Yasa yolu açık olan bir karar, yasa yoluna başvurma süresi geçmekle de kesinleşir. Öte yandan, temyiz yolu açık olan bir karar temyiz edilip sonuçta onanmış ve karar düzeltme süresi geçirilmişse, ya da karar düzeltme yoluna gidilip de bu istem reddedilmişse veyahut yasa yoluna başvurmaktan feragat edilmişse verilen hüküm şekli anlamda kesinleşir.
Bir hüküm bir kere şekli anlamda kesinleşirse, artık bu hükme karşı, olağan yasa yollarına başvurulamaz. Bir kararın maddi anlamda kesinleşmesi için öncelikle şekli anlamda kesinleşmesi gerekir.
Maddi anlamda kesin hükmün koşulları HMK’nun 303/1 maddesinde açıklanmıştır. Birinci dava ile ikinci davanın müddeabihlerinin (konusunun), dava sebeplerinin (vakıaların) ve taraflarının aynı olması maddi anlamda kesin hüküm oluşturur.
Kesin hükmün ilk koşulu, her iki davanın taraflarının aynı kişiler olması; ikinci koşulu, müddeabihin aynılığı; üçüncü koşulu ise, dava sebebinin aynı olmasıdır.
Kesin hükmün ikinci koşulu olan müddeabih, dava konusu yapılmış olan hak, yani dava ile elde edilmek istenilen sonuçtur. Önceki dava ile yeni davanın müddeabihlerinin (konularının) aynı olup olmadığını anlamak için hakimin, eski davada verilen kararın hüküm fıkrası ile yeni davada ileri sürülen talep sonucunu karşılaştırması gerekir. Eski ve yeni davanın konusu olan maddi şeyler fiziki bakımdan aynı olsa bile, bu şeyler üzerinde talep olunan haklar değişikse, müddeabihler aynı değil demektir.
Kesin hükmün üçüncü koşulu ise dava sebebinin aynı olmasıdır. Dava sebebi, hukuki sebep olmayıp, davacının davasını dayandırdığı vakıalardır. Öyle ise; her iki davanın da dayandığı maddi vakıalar (olaylar) aynı ise, diğer iki koşulun da bulunması halinde kesin hükmün bulunduğundan söz edilebilir.
Kesin hüküm, ilk önce (hükmü veren mahkeme de dahil diğer bütün) mahkemeleri bağlar.
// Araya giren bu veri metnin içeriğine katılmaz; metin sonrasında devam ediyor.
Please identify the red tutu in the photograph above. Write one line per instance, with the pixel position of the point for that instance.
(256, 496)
Yani mahkemeler, aynı konuda, aynı dava sebebine dayanarak, aynı taraflar hakkında verilmiş olan bir kesin hüküm ile bağlıdırlar; aynı davayı bir daha (yeniden) inceleyemezler (kesin hüküm itirazı) ve aynı konuya ilişkin yeni bir davada, önceki davada verilmiş olan kesin hüküm ile bağlıdırlar (Baki Kuru, a.g.e., C. V, s. 5051- 5053).
Tüm bu açıklamalar ışığında, somut olaya bakıldığında;davacı dava dilekçesinde ,muris ..."nın ... 3. Noterliğinin 14/01/1998 tarih ve 02318 yevmiye numaralı düzenleme şeklinde vasiyetnamesi ile murisin Bulgaristan"daki malvarlığını vasiyet ettiğinin anlaşıldığını,murisinTürkiye Cumhuriyeti dahilinde mal varlığı olmadığını, murisin bütün mal varlığının Bulgaristan"da olduğunu, her ne kadar vasiyetnameye T.C. sınırları dahilinde ifadesi ile başlansa da murisin gerçek iradesinin Bulgaristan"da bulunan mallarını davacıya vasiyet etmek olduğunu belirterek, vasiyetnamanin yorumlanmasını istemiş, mahkemece ... 4. Asliye Hukuk Mahkemesinin 1999/101 Esas sayılı dosyasında davacının davaya konu vasiyetnamenin tenfizi talep edilmiş olup,bu dosya kesin hükme bağlanmış olduğundan davanın usulden reddine karar verilmiştir.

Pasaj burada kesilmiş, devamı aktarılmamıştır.